Le label coffre-fort numérique a eu du mal à démarrer. Il n'impose pas l'obligation de stocker les données en France, et il serait d'ailleurs difficile de trouver les fondements juridiques d'une telle contrainte, mais la personne doit être informée du lieu de stockage de ses données. Faut-il imposer le stockage en France ou en Europe ? La question a soulevé des débats. À la CNIL, nous pensons qu'il n'est pas dans le fonctionnement naturel du numérique et de l'internet d'obliger à un stockage des données à un endroit ou un autre. Tout l'intérêt du numérique est que les données circulent. En revanche, on peut tout à fait imaginer qu'une offre de service propose un stockage en France ou en Europe de certaines données comme celles qui font l'objet d'un traitement public ou qui concernent la santé. Nous voyons se développer des offres de cette nature. C'est une possibilité, pas une obligation légale. Comme la loi pour la République numérique, le règlement européen n'a pas prévu ce genre d'obligation de stockage.

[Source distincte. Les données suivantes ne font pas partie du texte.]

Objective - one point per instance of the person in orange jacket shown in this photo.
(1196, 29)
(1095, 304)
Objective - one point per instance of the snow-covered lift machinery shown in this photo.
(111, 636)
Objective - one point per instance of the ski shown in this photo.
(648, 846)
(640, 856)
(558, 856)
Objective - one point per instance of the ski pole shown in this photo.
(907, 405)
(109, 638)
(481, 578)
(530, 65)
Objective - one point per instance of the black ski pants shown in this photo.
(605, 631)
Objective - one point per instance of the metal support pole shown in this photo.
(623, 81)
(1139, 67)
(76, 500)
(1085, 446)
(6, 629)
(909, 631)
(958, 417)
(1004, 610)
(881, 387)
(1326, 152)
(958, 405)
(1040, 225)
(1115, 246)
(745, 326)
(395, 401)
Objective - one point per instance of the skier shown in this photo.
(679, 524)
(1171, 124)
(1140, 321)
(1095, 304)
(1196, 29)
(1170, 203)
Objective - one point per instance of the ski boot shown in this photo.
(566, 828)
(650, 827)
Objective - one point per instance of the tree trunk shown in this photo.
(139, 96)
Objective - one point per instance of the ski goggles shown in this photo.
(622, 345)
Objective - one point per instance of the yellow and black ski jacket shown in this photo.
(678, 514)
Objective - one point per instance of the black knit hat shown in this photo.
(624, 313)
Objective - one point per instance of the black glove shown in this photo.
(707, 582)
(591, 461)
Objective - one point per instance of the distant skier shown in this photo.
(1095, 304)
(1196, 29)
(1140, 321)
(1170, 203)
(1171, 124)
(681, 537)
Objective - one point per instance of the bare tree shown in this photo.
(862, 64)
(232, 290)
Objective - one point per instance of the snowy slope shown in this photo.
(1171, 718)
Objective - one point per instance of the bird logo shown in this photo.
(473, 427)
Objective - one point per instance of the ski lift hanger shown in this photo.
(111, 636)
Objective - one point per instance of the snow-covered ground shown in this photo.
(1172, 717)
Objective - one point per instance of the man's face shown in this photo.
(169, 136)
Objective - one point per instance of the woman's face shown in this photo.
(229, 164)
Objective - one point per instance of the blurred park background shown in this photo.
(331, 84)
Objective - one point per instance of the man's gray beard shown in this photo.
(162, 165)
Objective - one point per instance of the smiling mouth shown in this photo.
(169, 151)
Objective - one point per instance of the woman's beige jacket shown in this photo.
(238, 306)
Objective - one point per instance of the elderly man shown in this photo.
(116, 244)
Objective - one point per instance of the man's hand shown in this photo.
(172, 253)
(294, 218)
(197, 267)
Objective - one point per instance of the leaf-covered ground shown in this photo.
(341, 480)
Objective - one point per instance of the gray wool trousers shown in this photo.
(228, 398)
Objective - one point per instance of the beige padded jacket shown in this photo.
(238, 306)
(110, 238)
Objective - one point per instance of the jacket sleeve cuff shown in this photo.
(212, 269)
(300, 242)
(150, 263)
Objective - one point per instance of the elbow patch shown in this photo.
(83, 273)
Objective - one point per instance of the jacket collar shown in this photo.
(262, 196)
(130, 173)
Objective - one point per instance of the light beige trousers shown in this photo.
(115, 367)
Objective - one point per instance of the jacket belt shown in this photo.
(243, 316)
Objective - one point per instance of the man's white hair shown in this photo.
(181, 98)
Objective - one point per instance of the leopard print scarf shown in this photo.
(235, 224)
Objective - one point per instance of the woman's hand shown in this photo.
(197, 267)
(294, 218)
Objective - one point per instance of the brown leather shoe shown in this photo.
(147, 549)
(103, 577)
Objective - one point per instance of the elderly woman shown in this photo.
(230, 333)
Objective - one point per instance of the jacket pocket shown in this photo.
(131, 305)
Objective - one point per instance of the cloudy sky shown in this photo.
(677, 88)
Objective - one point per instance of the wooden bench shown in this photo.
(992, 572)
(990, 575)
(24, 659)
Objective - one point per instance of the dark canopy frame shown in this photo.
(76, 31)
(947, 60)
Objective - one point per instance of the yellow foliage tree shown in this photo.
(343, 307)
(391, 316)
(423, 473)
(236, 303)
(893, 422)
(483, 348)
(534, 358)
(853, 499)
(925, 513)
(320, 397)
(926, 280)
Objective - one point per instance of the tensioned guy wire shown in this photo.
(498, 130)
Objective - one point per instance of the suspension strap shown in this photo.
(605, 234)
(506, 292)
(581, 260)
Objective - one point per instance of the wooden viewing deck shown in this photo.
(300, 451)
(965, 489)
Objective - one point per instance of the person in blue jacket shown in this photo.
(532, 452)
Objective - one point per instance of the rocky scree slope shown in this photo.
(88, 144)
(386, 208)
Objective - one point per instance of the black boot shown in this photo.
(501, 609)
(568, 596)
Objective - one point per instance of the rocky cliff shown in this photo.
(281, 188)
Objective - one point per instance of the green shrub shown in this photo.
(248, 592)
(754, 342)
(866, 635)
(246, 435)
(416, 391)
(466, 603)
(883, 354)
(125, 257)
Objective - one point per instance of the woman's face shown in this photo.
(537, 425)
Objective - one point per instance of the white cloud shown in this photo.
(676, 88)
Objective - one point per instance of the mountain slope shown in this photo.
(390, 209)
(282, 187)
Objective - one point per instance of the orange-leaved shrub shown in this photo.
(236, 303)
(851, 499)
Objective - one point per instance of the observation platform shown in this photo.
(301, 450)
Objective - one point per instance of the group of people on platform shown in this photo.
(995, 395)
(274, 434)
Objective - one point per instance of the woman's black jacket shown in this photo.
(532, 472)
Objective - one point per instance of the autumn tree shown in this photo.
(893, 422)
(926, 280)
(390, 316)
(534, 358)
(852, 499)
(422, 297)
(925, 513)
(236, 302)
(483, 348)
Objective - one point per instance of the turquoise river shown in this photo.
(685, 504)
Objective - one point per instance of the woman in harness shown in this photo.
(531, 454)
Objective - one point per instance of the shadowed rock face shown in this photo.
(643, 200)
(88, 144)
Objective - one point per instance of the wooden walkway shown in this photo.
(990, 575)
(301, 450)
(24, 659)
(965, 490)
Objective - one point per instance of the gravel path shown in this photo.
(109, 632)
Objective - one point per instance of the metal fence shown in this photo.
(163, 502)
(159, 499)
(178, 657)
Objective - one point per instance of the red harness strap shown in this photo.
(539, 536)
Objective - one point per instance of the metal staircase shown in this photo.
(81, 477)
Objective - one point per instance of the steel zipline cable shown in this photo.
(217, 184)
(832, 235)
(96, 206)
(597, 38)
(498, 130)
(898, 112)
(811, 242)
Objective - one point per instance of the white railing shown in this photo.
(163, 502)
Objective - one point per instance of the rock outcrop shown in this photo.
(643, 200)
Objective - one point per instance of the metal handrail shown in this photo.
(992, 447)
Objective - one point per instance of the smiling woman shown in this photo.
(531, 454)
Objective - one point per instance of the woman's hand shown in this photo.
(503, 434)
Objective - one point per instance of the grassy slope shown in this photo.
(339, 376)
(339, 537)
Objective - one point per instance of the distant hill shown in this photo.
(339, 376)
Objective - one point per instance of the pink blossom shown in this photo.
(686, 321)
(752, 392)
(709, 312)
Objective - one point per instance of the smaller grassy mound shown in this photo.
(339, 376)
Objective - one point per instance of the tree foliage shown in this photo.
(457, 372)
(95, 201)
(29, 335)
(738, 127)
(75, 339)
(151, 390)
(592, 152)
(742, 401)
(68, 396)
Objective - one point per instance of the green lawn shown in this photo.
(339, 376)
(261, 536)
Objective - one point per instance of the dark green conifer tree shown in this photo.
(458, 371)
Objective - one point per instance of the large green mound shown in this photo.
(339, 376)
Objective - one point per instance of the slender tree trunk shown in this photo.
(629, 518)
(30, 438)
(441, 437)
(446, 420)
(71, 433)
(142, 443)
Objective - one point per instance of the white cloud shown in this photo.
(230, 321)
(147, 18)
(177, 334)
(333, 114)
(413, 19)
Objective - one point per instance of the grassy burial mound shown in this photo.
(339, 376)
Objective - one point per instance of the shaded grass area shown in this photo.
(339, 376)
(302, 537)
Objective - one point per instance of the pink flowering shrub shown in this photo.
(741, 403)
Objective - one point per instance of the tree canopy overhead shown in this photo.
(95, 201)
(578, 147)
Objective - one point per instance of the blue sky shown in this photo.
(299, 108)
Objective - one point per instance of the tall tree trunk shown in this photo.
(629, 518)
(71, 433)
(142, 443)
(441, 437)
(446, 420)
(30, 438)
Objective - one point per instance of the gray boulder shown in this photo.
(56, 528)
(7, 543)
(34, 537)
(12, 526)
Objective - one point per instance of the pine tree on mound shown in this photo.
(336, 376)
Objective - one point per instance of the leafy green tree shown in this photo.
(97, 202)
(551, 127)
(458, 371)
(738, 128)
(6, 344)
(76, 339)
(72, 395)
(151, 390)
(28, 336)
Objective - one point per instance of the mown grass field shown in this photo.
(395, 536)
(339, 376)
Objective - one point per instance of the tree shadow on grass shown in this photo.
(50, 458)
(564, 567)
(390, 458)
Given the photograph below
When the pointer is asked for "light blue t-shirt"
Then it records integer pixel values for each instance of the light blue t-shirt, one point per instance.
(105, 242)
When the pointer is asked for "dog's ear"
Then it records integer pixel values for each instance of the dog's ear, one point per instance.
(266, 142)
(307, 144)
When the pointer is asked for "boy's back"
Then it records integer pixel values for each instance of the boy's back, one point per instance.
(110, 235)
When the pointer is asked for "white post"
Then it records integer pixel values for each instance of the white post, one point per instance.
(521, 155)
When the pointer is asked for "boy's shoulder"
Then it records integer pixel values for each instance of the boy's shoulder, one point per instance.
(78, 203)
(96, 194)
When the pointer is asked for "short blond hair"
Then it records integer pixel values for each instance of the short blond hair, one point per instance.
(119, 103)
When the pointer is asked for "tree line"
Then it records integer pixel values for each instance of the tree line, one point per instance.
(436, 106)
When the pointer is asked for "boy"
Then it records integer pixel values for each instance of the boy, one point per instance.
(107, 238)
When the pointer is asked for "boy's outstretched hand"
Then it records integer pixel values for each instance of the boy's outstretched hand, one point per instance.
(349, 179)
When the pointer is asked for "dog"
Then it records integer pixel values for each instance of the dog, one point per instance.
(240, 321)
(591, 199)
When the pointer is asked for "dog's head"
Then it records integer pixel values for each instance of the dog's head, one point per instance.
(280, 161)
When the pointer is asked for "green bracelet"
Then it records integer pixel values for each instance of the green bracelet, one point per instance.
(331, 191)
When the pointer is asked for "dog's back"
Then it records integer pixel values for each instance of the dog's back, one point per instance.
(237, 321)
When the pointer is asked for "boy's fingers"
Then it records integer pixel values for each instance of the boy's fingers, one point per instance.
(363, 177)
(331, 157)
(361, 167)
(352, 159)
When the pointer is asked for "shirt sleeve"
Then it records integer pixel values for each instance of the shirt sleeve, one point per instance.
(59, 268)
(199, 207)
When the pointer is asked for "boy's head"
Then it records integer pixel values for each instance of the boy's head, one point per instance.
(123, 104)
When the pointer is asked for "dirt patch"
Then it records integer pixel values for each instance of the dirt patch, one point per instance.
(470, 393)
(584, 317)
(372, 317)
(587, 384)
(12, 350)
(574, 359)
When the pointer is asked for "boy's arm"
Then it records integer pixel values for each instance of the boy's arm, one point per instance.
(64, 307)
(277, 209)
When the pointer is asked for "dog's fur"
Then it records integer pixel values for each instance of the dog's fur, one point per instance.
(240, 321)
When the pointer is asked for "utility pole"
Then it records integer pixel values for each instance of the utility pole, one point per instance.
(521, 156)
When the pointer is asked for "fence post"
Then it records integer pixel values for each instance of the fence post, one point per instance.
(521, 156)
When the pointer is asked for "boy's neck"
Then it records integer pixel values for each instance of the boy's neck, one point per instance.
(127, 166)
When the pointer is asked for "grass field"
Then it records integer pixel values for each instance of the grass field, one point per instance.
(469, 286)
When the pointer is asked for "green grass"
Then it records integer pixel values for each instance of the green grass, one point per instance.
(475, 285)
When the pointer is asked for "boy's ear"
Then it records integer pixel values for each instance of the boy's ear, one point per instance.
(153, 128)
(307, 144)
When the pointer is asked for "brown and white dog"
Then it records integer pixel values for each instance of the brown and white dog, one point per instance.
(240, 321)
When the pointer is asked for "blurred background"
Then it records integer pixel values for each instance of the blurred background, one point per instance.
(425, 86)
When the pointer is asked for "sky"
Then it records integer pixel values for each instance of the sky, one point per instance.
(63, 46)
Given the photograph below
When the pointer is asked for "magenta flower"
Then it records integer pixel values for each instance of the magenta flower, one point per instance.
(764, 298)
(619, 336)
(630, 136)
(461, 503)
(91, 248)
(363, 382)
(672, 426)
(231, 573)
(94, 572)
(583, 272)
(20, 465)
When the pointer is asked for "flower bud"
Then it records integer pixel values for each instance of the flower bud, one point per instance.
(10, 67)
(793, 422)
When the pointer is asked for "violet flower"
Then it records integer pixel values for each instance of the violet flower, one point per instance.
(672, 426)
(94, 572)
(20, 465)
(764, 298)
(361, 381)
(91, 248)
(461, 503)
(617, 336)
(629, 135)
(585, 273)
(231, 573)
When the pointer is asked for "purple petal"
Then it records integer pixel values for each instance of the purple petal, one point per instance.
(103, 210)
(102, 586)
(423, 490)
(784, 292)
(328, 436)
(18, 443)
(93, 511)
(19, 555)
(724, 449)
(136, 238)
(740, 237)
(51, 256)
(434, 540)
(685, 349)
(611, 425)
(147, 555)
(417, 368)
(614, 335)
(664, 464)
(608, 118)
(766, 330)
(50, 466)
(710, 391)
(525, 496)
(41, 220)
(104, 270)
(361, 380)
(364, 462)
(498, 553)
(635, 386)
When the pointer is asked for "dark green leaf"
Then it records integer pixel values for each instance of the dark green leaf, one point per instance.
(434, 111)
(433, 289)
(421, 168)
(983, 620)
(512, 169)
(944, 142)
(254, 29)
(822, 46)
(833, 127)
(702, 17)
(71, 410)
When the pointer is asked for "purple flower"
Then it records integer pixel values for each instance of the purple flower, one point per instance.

Monsieur le président, vous avez posé une question absolument fondamentale concernant le calendrier des travaux : le règlement doit être pleinement opérationnel en mai 2018. La procédure de sanction, actuellement fixée dans la loi informatique et libertés, doit être profondément revue à l'aune du règlement européen. Elle doit donc être ajustée avant mai 2018 pour que nous puissions, dès le 1er juin 2018, prendre des sanctions communes avec nos homologues européennes. Si l'une des autorités nationales européennes n'est pas prête au 1er juin 2018, le dispositif commun de sanctions ne pourra pas fonctionner. Voilà un exemple qui vous montre qu'on ne peut absolument pas manquer ce rendez-vous calendaire.

Comment allons-nous y arriver, 2017 étant une année un peu charnière pour des tas de raisons ? La chancellerie a dans l'idée que le texte de toilettage de la loi CNIL doit être prêt pour mai 2017, de manière à ce que les nouveaux élus puissent lancer le processus législatif dès leur arrivée. Si mission d'information il y a, elle devra terminer ses travaux en juin 2017 au plus tard. Il serait très utile pour nous d'avoir le rapport d'une mission de ce type en juin 2017.